Chermoula Spice Mix

Spice Mix

$9.00

Chermoula is a North African spice blend with a zesty Moroccan flavor.

Traditionally used to flavor fish, it also pairs beautifully with grilled, barbecued and roasted meat such as chicken, lamb, pork as well as vegetables and grains.

Chermoula’s flavor profile is bright, herbal, citrusy, and warmly spiced with a gentle heat - not fiery-hot, but layered with spice, acidity, and green freshness.

Chermoula’s flavor profile is bright, herbal, citrusy, and warmly spiced with a gentle heat. Overall, it tastes like a Mediterranean–meets–Middle Eastern mix: not fiery-hot, but layered with spice, acidity, and green freshness.

Chermoula is considered almost like North Africa’s pesto — a versatile, fresh, herby paste used for marinades (fish, chicken, lamb); dressings for roasted vegetables; sauce for couscous or grain dishes and a table condiment, spooned over finished plates.

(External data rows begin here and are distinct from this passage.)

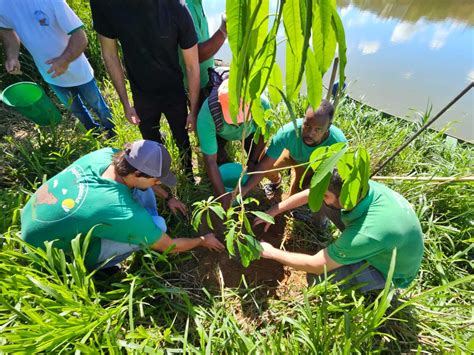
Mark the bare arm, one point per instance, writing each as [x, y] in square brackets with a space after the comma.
[11, 42]
[290, 203]
[184, 244]
[265, 164]
[209, 48]
[75, 47]
[114, 68]
[191, 61]
[216, 179]
[314, 264]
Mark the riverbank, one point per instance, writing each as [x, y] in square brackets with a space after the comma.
[184, 303]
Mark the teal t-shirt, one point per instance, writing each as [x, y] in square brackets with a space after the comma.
[202, 31]
[382, 221]
[207, 132]
[77, 199]
[286, 138]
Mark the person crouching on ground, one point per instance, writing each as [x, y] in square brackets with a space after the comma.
[380, 222]
[215, 128]
[291, 146]
[110, 193]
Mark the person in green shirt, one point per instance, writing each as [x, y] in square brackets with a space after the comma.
[380, 222]
[207, 45]
[212, 139]
[112, 194]
[294, 145]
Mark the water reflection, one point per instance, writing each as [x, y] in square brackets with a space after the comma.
[403, 55]
[414, 10]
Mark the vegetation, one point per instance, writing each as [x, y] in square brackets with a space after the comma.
[50, 303]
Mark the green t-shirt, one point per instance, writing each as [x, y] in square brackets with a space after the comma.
[77, 199]
[382, 221]
[207, 132]
[286, 138]
[202, 30]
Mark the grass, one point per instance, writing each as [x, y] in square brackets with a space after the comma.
[52, 305]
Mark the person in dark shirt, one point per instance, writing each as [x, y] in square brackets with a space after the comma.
[150, 33]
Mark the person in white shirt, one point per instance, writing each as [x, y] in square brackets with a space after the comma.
[54, 36]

Food Pairing Usage Suggestions

  • Seafood: classic with grilled fish, shrimp, scallops — the citrus and herbs lift the brininess.
  • Poultry grilled or roasted chicken, turkey skewers, Cornish hens.
  • Lamb & Beef balances richness; great in kebabs or braised dishes.
  • Vegetables roasted carrots, cauliflower, eggplant, zucchini; also tossed with chickpeas or lentils.
  • Grains couscous, bulgur, quinoa, farro — the acidity wakes up earthy grains.

Here's a few quick ideas:

Add 1 tablespoon Chermoula Mix to your favourite scone recipe to make tasty savoury scones. Top with Homus or sour cream mixed with cumin seeds.

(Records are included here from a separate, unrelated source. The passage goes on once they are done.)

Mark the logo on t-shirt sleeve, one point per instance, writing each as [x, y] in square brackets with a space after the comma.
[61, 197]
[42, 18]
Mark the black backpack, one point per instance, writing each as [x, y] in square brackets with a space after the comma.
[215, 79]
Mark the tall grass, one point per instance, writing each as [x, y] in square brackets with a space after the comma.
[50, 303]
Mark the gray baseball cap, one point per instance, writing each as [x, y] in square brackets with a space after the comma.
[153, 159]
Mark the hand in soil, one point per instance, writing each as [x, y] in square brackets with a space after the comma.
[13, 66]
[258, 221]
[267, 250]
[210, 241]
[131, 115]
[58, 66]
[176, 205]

Mix 1 tablespoon Chermoula Mix with a cup of plain yoghurt. Spread over both sides of 4 tuna steaks and bake or grill.

Rub Chermoula Mix generously over a butterflied leg of lamb. Allow to stand for 30 minutes, then cook on the barbecue. Add a squeeze of lemon from time to time as it cooks.

Sprinkle Chermoula Mix over chicken, lamb, fish or beef and cook in your preferred way. No wet marinade is necessary – the moisture in the meat will make the spice mix cling. 

Chermoula began as a fish marinade along North Africa’s Mediterranean coast, but over time spread inland to season meats, vegetables, and grains, with each region — and even each family — creating its own version: Morocco often adds saffron, preserved lemon, and paprika; Tunisia favors more chili and harissa-like heat; while Algeria tends toward a herbier, less spicy style.

Botanical Name Spice Mix
Common Names Chermoula, charmoula
Flavor Spicy Moroccan flavor
Contains Cumin, Paprika, Onion, Turmeric, Cayenne, Garlic, Parsley, Salt, Pepper, Coriander Leaves.
Application Marinade for fish, chicken, lamb, vegetables, and grains.